Plan to Rebrand as Altera Infrastructure
Following the closing of the Merger, the Partnership also announced that it intends to change its name to Altera Infrastructure L.P. and to rebrand the consolidated group of companies under the new umbrella of Altera Infrastructure. The intention is to start going live with this branding transition from March 24, 2020 and additional details on the effective date of the Partnership’s change of name will be communicated in due course.
Ingvild Sæther, Group CEO, commented “This combination of corporate actions marks a new, exciting chapter for the Partnership. We are establishing a global energy infrastructure services company that will create long term value for its stakeholders. Upholding our uncompromised commitment to operational excellence and safety, we will be relentless in our pursuit of opportunities that lead to strong results and lower emissions. The innovation of the E-shuttle tankers is evidence of the Partnership’s ability and willingness to take a leading role as the industry is moving towards a more sustainable future.”
Forward Looking Statements
This press release includes statements that may constitute forward-looking statements made pursuant to the safe harbor provision of the Private Securities Litigation Reform Act of 1995. Although the Partnership believes that the expectations reflected in such forward-looking statements are based on reasonable assumptions, such statements are subject to risks and uncertainties that could cause actual results to differ materially from those projected.
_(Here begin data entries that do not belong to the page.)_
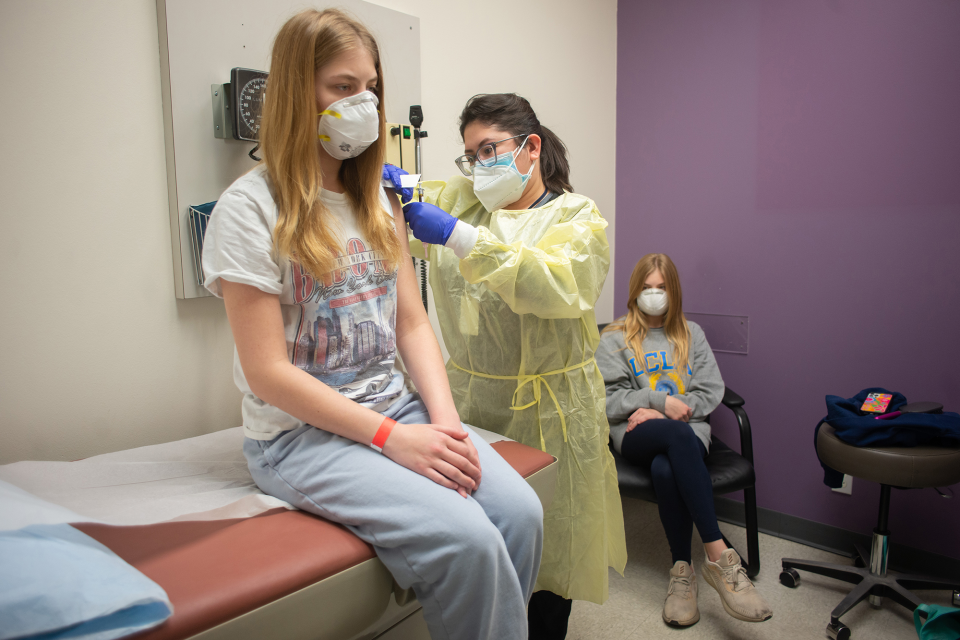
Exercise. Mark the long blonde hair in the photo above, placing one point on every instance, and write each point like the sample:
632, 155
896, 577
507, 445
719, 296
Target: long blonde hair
634, 324
305, 230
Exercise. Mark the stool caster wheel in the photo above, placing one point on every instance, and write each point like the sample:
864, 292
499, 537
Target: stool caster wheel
838, 631
790, 578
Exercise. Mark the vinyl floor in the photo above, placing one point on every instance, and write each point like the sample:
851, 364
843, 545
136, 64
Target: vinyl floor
634, 607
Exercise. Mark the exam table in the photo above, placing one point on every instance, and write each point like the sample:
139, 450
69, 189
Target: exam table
229, 579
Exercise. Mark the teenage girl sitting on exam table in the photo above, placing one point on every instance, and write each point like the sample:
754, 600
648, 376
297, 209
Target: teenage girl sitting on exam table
321, 296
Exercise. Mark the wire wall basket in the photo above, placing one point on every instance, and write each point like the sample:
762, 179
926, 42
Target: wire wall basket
199, 217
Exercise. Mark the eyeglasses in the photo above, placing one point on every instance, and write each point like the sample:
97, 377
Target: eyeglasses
486, 156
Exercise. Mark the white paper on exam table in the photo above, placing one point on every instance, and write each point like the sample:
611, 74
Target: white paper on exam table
201, 478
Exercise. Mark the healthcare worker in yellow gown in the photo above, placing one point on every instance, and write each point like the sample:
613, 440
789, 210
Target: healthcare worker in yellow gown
517, 263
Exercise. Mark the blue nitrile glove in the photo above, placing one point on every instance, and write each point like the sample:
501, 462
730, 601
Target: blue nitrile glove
429, 223
392, 173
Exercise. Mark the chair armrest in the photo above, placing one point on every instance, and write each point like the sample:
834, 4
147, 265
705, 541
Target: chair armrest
735, 403
731, 399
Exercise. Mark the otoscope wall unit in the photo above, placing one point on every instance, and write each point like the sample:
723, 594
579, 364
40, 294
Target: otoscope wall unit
226, 44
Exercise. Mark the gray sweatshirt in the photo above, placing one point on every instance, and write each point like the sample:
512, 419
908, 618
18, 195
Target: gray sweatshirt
629, 387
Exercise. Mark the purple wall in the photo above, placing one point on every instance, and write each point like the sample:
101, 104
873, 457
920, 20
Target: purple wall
800, 162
Important factors that could cause actual results to differ materially from the Partnership’s expectations and may adversely affect the Partnership’s business and results of operations are disclosed in Item 3 of the Partnership’s Annual Report on Form 20-F for the year ended December 31, 2018, filed with the SEC on February 28, 2019, as updated and supplemented by subsequent filings with the SEC. The forward-looking statements speak only as of the date made, and, other than as may be required by law, the Partnership undertakes no obligation to update or revise any forward looking statements, whether as a result of new information, future events or otherwise.
About Teekay Offshore Partners L.P.
Teekay Offshore Partners L.P. is a leading international midstream services provider to the offshore oil production industry, primarily focused on the ownership and operation of critical infrastructure assets in offshore oil regions of the North Sea, Brazil and the East Coast of Canada. Teekay Offshore has consolidated assets of approximately $5.2 billion, comprised of 56 offshore assets, including floating production, storage and offloading units, shuttle tankers (including six new buildings), floating storage and offtake units, long-distance towing and offshore installation vessels, and a unit for maintenance and safety. The majority of Teekay Offshore’s fleet is employed on medium-term, stable contracts.
Teekay Offshore’s preferred units continue to trade on the New York Stock Exchange under the symbols “TOO PR A”, “TOO PR B” and “TOO PR E”, respectively.